Produced by one of the oldest independent bottlers in Scotland, Cadenhead's Old Raj has been around for decades, coming in a powerful blue-label 55%ABV or a (slightly) mellower red at 46%. Old Raj doesn’t faff with easily gathered Scottish botanicals, preferring the classily expensive saffron from crocus flowers, which impart a pale yellow hue and hint of exotic spice to this spirit.
The Summerhall Distillery was established in 2013 in the old kennels of the Dick Vet school. Edinburgh’s first gin distillery in over 150 years creates a traditionally styled spirit, tweaked from a hand-written Bombay recipe dating from 1947. As well as some cool vehicular mobile gin bars, they also have their spirit pumped straight to a tap in the neighbouring Royal Dick bar.

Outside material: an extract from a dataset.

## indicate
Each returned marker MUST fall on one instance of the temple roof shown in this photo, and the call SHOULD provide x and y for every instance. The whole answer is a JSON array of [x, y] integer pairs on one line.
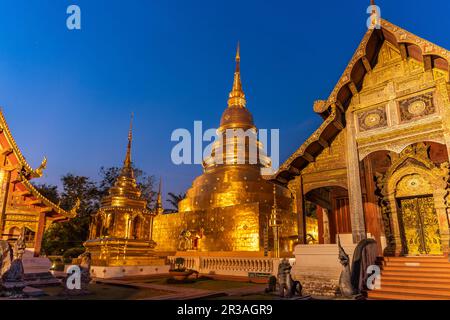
[[25, 173], [236, 115], [350, 83], [125, 193]]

An early player in the current gin revival, the makers of Spencerfield’s Sheep Dip created this classic juniper-led gin in 2010, adding Scottish twists with heather, pine and milk thistle. In 2014, operations moved to the enchanting micro-distillery and visitor centre in the Rutland Hotel’s basement. Their spicy Cannonball version, 57%ABV, is best handled cautiously.
Produced at the Balmenach Distillery in the Cairngorms National Park, this gin’s five-sided bottle reflects the five Celtic botanicals that are used to infuse the traditional spirit - rowan berry, heather, bog myrtle, dandelion and coul blush apple. Serve with an apple slice to enhance the complex herbs and fruits of this smooth gin.